--- In
cybalist@yahoogroups.com, "aquila_grande"
<aquila_grande@...> wrote:
> The Scandinavian languages Norwegian, Sweedish, and Danish have
> a "middle voise". It has no connection with the old IE middle
voise,
> but it is interesting to sketch out its historical developement.
>
> -It emerged as a contraction between the reflexive pronouns and
the
> verb endings ca 1000 years ago. At the beginning it had mostly
> reflexive meaning.
>
> -Steadily more it was used in a passive sense, and this is the
main
> use of it today.
>
We can see many later developments from reflexive to passive. In
Scandinavian (suffixed s), Slavic (-sI ) and Romance (si dicono
molte bugie, se habla español). Special for Romance (but not unknown
in Scandinavian) is the agentless impersonal passive corresponding
to German "man": qui si mangea bene).
The development of old IE medium and later suffixed reflexive-
pronoun-based mediopassives as in Scandinavian and Slavic seems to
be parallel in many respects, where the doer expressed by an agent
the real passive is the last phase.
But the morphological history of old medium and later s passives is
hardly the same.
It is difficult to detect any traces of a reflexive pronoun in the
old medium endings.
Interesting and intriguing is Miguel Carrasquer Vidal's posting on
PIE morphology some years ago.
In his scenario the endings are built on the dative of persons not
reflecting the subject as seen by the fact that -m never occurs in
the first, -r never in the second persons.

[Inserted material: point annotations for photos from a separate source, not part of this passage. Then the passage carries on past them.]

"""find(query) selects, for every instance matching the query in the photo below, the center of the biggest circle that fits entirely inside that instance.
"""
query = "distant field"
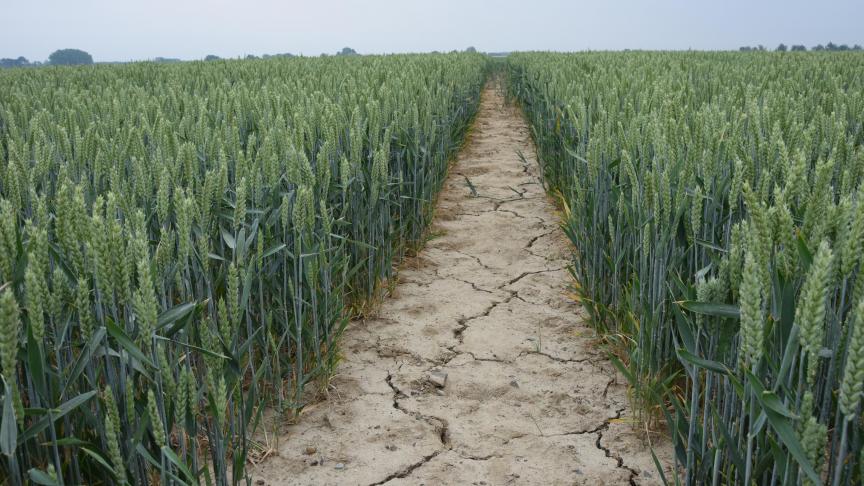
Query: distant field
(182, 245)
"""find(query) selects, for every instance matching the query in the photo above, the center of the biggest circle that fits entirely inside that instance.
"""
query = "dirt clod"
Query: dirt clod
(438, 378)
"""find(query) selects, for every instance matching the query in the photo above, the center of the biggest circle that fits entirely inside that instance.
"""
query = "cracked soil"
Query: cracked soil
(529, 397)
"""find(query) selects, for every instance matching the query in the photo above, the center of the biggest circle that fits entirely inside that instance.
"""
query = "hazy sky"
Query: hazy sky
(119, 30)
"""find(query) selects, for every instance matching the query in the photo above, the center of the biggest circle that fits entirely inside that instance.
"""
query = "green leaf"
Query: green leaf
(98, 458)
(782, 424)
(59, 413)
(84, 358)
(173, 314)
(272, 251)
(9, 427)
(40, 477)
(171, 456)
(711, 309)
(228, 238)
(127, 343)
(714, 366)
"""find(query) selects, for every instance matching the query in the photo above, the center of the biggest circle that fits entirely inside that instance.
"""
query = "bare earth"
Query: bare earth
(528, 398)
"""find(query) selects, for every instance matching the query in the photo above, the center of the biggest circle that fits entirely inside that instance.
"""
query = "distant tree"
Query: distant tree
(21, 61)
(69, 57)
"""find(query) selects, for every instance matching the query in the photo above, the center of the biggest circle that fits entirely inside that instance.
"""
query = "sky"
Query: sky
(121, 30)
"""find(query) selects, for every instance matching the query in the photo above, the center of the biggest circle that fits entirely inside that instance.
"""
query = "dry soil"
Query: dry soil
(479, 368)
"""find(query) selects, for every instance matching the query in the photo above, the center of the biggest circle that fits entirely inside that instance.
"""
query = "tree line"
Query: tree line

Trying to conceive this scenario I see it as an ethic dative
referring the attention of the action to a person different from
the subject involved in the colloquial process: "I follow for your
information a wolf", "you follow I notice a wolf".
Is this conception sensible for explaining mitigation of the
subject's influence in a low-activity process starting the whole
development towards an agent passive?